Por eso, incorporar inteligencia artificial exige liderazgo. Liderazgo para definir qué decisiones pueden apoyarse en algoritmos y cuáles deben seguir siendo humanas. Liderazgo para establecer límites claros. Liderazgo para entender que no todo lo que es técnicamente posible es éticamente deseable.

Otro desafío clave es la gobernanza. La inteligencia artificial en salud no puede operar como una ‘caja negra’. Los líderes debemos exigir trazabilidad, explicabilidad y responsabilidad. Debemos saber por qué un sistema recomienda una acción, qué variables considera y qué riesgos implica seguirla. La transparencia no es opcional cuando hablamos de decisiones que afectan la vida y la dignidad de las personas.

Además, la adopción de inteligencia artificial es, ante todo, un proceso cultural. No basta con implementar tecnología; es necesario preparar a los equipos, fortalecer el criterio clínico, promover el pensamiento crítico y construir confianza. La tecnología no reemplaza la responsabilidad profesional: la exige aún más.

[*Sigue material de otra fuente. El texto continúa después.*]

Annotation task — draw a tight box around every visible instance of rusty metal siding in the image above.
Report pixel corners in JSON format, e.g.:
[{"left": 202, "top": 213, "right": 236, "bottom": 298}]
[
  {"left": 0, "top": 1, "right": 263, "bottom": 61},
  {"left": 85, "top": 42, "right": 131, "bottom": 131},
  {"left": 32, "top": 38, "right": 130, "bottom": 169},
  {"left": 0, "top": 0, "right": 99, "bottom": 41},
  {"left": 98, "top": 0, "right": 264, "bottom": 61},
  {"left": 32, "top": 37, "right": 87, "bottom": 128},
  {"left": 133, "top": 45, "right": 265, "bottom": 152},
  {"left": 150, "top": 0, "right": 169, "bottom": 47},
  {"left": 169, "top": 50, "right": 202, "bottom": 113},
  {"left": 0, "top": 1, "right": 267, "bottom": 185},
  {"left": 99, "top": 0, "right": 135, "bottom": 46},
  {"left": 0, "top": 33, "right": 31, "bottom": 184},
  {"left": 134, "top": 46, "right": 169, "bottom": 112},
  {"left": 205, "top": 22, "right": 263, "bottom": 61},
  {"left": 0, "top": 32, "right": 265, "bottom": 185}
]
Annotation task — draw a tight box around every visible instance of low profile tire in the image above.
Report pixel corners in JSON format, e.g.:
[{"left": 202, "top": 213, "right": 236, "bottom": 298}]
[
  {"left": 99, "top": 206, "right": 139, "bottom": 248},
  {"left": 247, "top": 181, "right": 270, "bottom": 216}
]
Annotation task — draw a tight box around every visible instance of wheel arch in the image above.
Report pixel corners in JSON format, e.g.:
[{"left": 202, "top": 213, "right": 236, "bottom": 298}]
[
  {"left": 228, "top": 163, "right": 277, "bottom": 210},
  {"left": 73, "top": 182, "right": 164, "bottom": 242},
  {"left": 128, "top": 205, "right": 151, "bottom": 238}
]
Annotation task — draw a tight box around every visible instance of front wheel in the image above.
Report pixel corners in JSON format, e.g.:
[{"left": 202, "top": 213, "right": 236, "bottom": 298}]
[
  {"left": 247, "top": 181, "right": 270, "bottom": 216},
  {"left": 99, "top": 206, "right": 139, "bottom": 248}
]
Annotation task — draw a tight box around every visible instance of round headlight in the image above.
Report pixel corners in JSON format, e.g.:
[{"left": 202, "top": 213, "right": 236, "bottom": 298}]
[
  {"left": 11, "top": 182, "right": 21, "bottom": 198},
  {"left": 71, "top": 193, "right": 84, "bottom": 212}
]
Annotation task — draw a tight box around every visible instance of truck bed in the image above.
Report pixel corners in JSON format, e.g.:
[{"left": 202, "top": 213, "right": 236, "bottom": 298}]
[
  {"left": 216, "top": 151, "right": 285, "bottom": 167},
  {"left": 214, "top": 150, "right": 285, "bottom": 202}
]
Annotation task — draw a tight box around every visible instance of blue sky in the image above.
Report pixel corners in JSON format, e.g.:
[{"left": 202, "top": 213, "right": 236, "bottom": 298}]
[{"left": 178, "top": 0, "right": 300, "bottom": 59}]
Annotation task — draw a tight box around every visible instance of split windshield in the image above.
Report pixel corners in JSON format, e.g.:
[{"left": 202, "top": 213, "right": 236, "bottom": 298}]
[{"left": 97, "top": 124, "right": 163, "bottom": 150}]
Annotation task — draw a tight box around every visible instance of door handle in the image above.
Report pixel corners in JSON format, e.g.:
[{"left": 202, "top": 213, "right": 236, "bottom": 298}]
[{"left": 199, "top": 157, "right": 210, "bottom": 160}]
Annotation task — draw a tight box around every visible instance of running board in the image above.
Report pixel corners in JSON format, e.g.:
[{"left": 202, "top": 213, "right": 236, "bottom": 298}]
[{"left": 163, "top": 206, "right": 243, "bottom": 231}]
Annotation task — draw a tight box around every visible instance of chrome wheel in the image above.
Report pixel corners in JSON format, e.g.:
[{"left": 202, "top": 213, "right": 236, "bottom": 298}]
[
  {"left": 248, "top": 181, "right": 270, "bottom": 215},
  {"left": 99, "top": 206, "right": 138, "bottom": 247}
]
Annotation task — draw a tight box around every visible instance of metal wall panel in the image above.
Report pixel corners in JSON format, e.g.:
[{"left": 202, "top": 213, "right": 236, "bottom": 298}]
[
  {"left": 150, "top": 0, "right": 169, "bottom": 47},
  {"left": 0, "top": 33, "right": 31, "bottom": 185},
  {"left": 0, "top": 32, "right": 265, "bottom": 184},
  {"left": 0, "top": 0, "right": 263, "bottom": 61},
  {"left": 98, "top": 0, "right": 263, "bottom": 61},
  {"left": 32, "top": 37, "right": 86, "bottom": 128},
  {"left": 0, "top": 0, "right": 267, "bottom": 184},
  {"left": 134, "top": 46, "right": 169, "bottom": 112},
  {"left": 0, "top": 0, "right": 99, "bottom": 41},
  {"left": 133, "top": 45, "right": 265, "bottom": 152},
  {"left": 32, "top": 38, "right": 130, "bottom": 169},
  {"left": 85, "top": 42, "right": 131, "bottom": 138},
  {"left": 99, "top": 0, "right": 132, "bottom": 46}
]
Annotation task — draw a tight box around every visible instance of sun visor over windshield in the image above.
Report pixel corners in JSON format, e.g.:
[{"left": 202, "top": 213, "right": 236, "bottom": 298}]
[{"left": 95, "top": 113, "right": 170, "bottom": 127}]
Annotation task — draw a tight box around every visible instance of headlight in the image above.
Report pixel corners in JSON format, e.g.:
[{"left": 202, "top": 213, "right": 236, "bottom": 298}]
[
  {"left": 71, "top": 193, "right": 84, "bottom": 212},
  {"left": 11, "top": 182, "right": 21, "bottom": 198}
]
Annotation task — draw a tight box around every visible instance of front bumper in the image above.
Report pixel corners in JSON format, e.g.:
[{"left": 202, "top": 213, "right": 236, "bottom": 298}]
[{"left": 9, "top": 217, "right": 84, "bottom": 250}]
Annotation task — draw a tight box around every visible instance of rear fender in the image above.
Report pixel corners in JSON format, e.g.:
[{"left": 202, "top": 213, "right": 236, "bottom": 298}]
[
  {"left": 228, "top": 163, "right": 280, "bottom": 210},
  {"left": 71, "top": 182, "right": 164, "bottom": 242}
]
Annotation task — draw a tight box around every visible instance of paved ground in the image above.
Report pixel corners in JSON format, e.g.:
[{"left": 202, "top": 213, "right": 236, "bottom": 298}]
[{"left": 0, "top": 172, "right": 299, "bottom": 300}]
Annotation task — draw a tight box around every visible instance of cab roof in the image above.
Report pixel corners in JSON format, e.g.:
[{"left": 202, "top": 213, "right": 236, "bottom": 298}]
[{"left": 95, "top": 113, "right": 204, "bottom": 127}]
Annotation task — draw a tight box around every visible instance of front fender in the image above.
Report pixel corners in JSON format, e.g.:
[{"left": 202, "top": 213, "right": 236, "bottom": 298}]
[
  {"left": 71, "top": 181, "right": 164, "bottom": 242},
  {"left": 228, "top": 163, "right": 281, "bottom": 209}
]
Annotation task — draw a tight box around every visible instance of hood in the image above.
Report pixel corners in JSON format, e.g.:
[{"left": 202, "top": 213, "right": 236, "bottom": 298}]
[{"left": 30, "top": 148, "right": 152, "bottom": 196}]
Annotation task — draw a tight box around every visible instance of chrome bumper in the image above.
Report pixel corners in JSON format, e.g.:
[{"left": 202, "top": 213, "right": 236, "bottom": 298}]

La pregunta correcta, entonces, no es qué tan avanzada es nuestra inteligencia artificial, sino qué tan bien gobernada está. No es cuántos procesos automatizamos, sino cuánto mejor cuidamos gracias a esa automatización. No es cuántas decisiones delegamos, sino cuáles decidimos seguir asumiendo como líderes y profesionales de la salud.

He dicho antes que la transformación digital en salud solo tiene sentido cuando se pone al servicio de las personas. Con la inteligencia artificial ocurre lo mismo, pero con mayor urgencia. Porque cuanto más poderosa es la herramienta, mayor es la responsabilidad de quien la usa.

El futuro de la salud no será humano o tecnológico: será humano con tecnología bien gobernada. Y en ese equilibrio está el verdadero desafío del liderazgo en esta nueva etapa.